She swallowed and said, “I just remembered something else he said. Raymond said he thought the rest of the family was naive to assume there'd
be
a sympathy vote to quarrel over. He said the more common reaction would be one of, oh, some German word—he meant people would get pleasure out of our misfortune.”

“Schadenfreude?

“Sounds like it. Isn't that terrible? Just because we're Deckers?”

“Yes, that is terrible.”

“He must have been wrong. People aren't that mean-spirited, are they?”

“No, of course not.” I thought Raymond was probably right, but there was no need to say so; Connie'd just start getting agitated again. At the same time I was a bit amused with myself, with how easily I'd fallen into the usual family pattern of
soothing Connie
. She'd been cast—or had cast herself—in the role of the perennial child that must always be protected.

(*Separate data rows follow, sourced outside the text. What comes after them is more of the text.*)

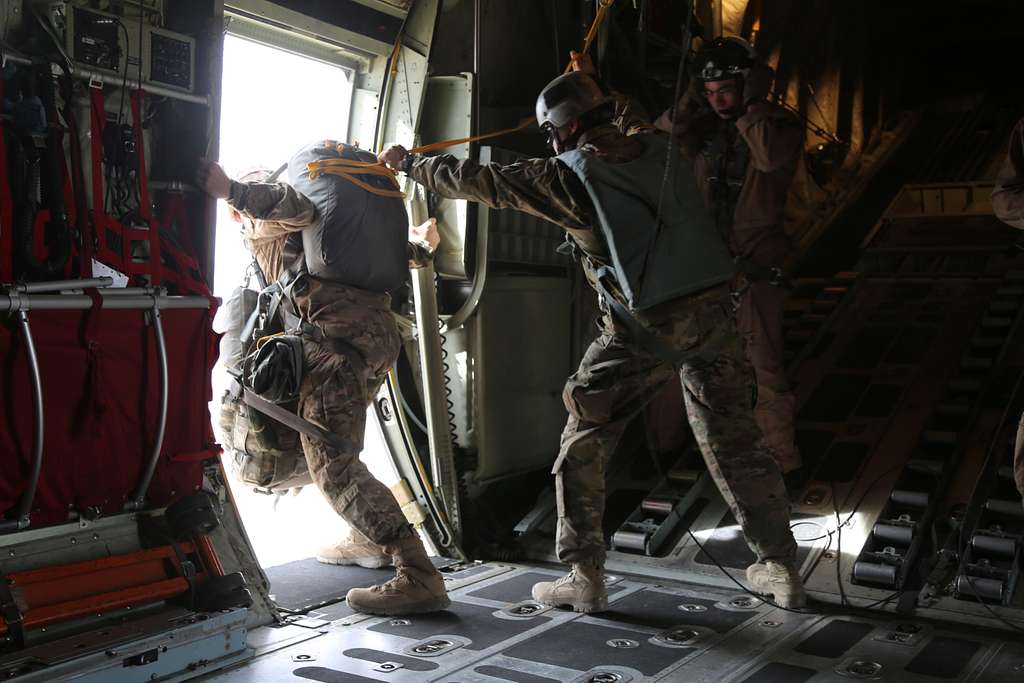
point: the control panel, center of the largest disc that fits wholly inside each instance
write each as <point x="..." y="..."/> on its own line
<point x="96" y="39"/>
<point x="171" y="59"/>
<point x="105" y="42"/>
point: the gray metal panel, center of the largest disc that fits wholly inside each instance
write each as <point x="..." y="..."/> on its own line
<point x="519" y="238"/>
<point x="176" y="646"/>
<point x="518" y="408"/>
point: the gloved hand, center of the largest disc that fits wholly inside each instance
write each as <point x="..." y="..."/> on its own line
<point x="426" y="233"/>
<point x="758" y="83"/>
<point x="393" y="157"/>
<point x="211" y="177"/>
<point x="583" y="62"/>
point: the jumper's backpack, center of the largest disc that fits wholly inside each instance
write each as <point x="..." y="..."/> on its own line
<point x="260" y="451"/>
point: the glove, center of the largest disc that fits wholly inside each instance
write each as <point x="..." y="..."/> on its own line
<point x="758" y="83"/>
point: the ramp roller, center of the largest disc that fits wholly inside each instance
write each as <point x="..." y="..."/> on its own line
<point x="912" y="499"/>
<point x="987" y="589"/>
<point x="1008" y="508"/>
<point x="994" y="545"/>
<point x="626" y="540"/>
<point x="657" y="507"/>
<point x="875" y="572"/>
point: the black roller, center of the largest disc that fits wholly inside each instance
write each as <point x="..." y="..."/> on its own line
<point x="912" y="499"/>
<point x="987" y="589"/>
<point x="873" y="572"/>
<point x="893" y="534"/>
<point x="994" y="545"/>
<point x="1009" y="508"/>
<point x="634" y="541"/>
<point x="657" y="507"/>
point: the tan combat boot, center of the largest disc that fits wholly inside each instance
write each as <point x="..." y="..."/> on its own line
<point x="354" y="549"/>
<point x="417" y="587"/>
<point x="780" y="580"/>
<point x="582" y="589"/>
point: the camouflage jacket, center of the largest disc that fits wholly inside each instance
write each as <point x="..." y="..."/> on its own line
<point x="275" y="210"/>
<point x="1008" y="196"/>
<point x="543" y="187"/>
<point x="774" y="139"/>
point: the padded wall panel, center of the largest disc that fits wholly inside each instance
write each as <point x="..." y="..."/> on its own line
<point x="100" y="388"/>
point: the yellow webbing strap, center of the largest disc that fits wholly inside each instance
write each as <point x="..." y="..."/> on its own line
<point x="350" y="169"/>
<point x="602" y="12"/>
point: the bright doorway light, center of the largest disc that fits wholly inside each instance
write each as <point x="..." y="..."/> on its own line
<point x="274" y="102"/>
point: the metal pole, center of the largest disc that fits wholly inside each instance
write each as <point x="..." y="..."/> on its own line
<point x="137" y="500"/>
<point x="438" y="434"/>
<point x="62" y="285"/>
<point x="151" y="88"/>
<point x="25" y="504"/>
<point x="119" y="81"/>
<point x="480" y="275"/>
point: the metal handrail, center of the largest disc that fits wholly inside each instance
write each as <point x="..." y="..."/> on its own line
<point x="24" y="510"/>
<point x="16" y="301"/>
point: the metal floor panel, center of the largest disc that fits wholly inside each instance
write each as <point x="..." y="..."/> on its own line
<point x="651" y="633"/>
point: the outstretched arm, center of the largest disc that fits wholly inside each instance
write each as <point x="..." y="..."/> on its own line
<point x="542" y="187"/>
<point x="276" y="206"/>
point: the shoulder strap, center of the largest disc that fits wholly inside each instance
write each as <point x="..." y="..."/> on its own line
<point x="286" y="417"/>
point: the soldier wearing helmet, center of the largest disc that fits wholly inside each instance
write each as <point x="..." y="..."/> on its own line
<point x="745" y="151"/>
<point x="663" y="272"/>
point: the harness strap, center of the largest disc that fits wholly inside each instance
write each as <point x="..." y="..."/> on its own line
<point x="643" y="335"/>
<point x="11" y="613"/>
<point x="285" y="416"/>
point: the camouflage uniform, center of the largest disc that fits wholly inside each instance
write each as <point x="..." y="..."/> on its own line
<point x="342" y="372"/>
<point x="616" y="377"/>
<point x="1008" y="203"/>
<point x="756" y="155"/>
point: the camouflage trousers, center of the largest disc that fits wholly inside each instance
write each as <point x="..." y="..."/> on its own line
<point x="342" y="374"/>
<point x="616" y="379"/>
<point x="759" y="318"/>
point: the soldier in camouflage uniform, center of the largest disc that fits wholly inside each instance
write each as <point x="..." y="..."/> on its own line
<point x="744" y="152"/>
<point x="617" y="376"/>
<point x="341" y="375"/>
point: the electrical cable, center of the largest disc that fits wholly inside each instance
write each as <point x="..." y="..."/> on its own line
<point x="741" y="587"/>
<point x="961" y="545"/>
<point x="839" y="547"/>
<point x="672" y="117"/>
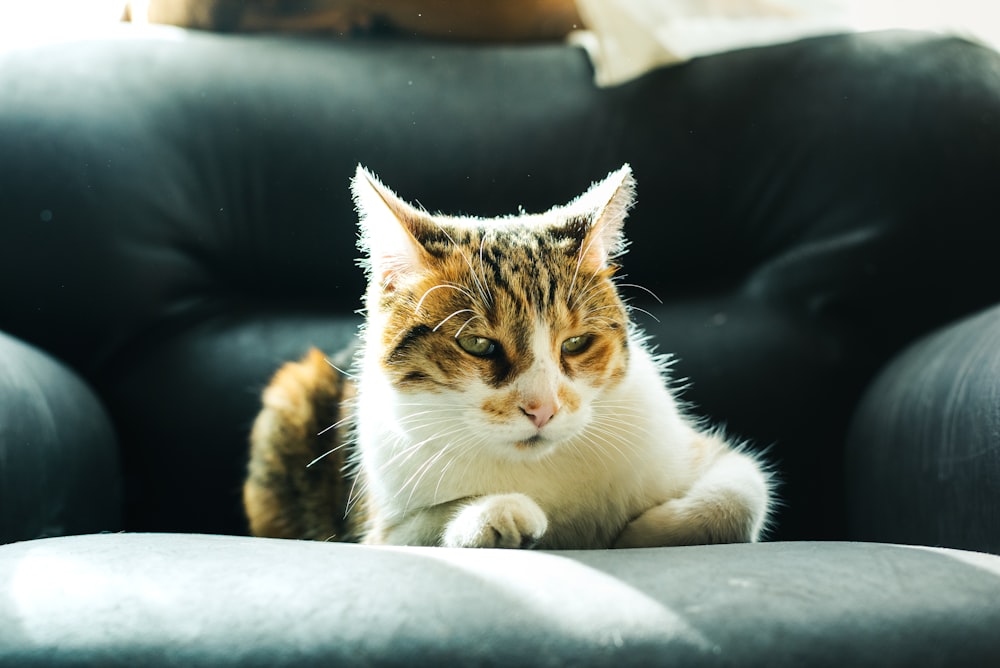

Eventually she went to her own room and I was able to get to bed. But as so often happens when you're dead tired, your mind just won't shut up and let your body get the sleep it needs. I was still learning things about “my” family, such as Theo's untimely and grisly death thwarting Oscar's first attempt at running for the Senate. But what was nagging at me the most was Connie's being shut out of the family conference.

I'd been to several of those conferences back when Stuart was still alive, and Connie had never been excluded from them; the family was just too courteous for that. She never contributed anything, but she was always
there
. But it certainly did look as if they hadn't wanted her on the Vineyard for that last conference. So had Oscar lied to me about calling the conference himself, ostensibly to determine the next step in his political career? Raymond had lied about why he was going, and Elinor had invented an excuse to keep Connie in Boston one more day. They didn't want her there.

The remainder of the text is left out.